Tiberius GracchusLess than a month after the United States announced a “strategy” of using air strikes to “degrade and destroy” the terrorist organization called ISIL, it is already clear that the strategy is failing.  Not only does ISIL remain undaunted and unchecked, its fighters are threatening the Iraqi capital and have pushed to the border of Turkey, where the Turks in their tanks sit, watch, and do nothing.

The war mongers who criticized the inadequacy of air strikes in the first place are once again, as they have all along, hollering for the inevitable next step, “boots on the ground,” as if we hadn’t already wasted several trillion dollars—not to mention countless lives— putting “boots on the ground” in both Iraq and Afghanistan.  That earlier “strategy” was no less an abject failure than the present one.  Even worse, it was in large part responsible for fueling the rise of very terrorist organization we are now trying to obliterate.

The delusion that yesterday’s failure can somehow become today’s success is captured in the empty cliché that we hear so often from our political and military leaders, to wit, “failure isn’t an option”.  This glib bit of management-speak is arrant nonsense.  It implies, first of all, that success can be willed into being by the simple act of choosing it.  It assumes that better options and more successful choices are “out there somewhere” if only we had the wisdom to find and act upon them.

Success and failure aren’t choices or options.  They are consequences.  And in this case, failure is the inescapable consequence of our protracted and completely disastrous involvement in the Middle East.  The war in Iraq failed; the war in Afghanistan failed; and now, the “strategy” for dealing with ISIL is failing too.  By now, you would think we might have learned that, when it comes to further military intervention, it is success that “isn’t an option”.

This hard truth runs against the grain of everything we Americans have come to believe about ourselves and our country.

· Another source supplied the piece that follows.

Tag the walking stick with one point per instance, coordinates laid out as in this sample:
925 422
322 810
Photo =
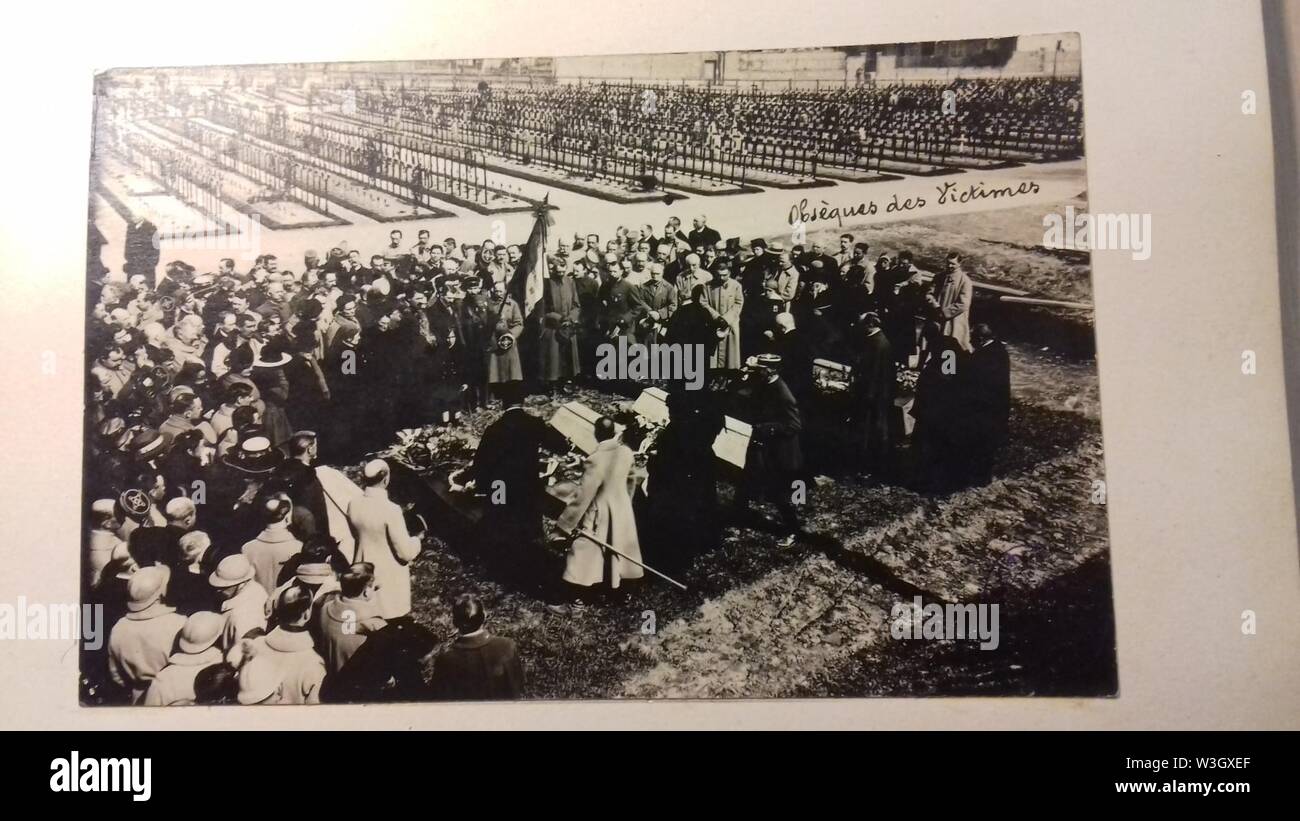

We are a “can do” people, aren’t we?  We are the richest, most powerful nation on the planet.  We have more guns, tanks, ships, and planes than the rest of the world put together.  For God’s sake, we put a man on the moon.  Surely, we can quell a rag-tag band of scruffy and vicious barbarians if only we set out mind to it.

We are also a “good” people, aren’t we?  Our hearts are pure.  Our “values” are superior.  Our “way of life”—a car in every garage, a smartphone in every ear, an iPad on every lap—is envied by everyone.  Surely, the rest of the world can see that.  Surely, other peoples and cultures can’t deny or resist it.

Or maybe they can.

No nation has a monopoly on values.  No nation can impose its way of life upon another.  No nation can “build” another nation.  No people can make moral or political choices for another people, whose cultural and political traditions pull them in a different direction.  We have tried all that, time after time.  And time after time, we have failed.

Like it or not, the people of Iraq and Syria—not to mention Egypt and Libya and Jordan and Saudi Arabia—will have to make their own choices, and those choices may not be what we would prefer.  We may deplore the choices they make.  We may even find ourselves threatened by them.  But we cannot alter or direct them.

Those who proclaim, “We have to do something; we must act,” should consider the possibility that all the military power in the world isn’t enough, that wishful thinking can’t change reality, that sometimes nothing—absolutely nothing—can be done.  It may well be that our only remaining “option” is:  Just do nothing.  Maybe, just maybe, if we left them alone for once, they might leave us alone.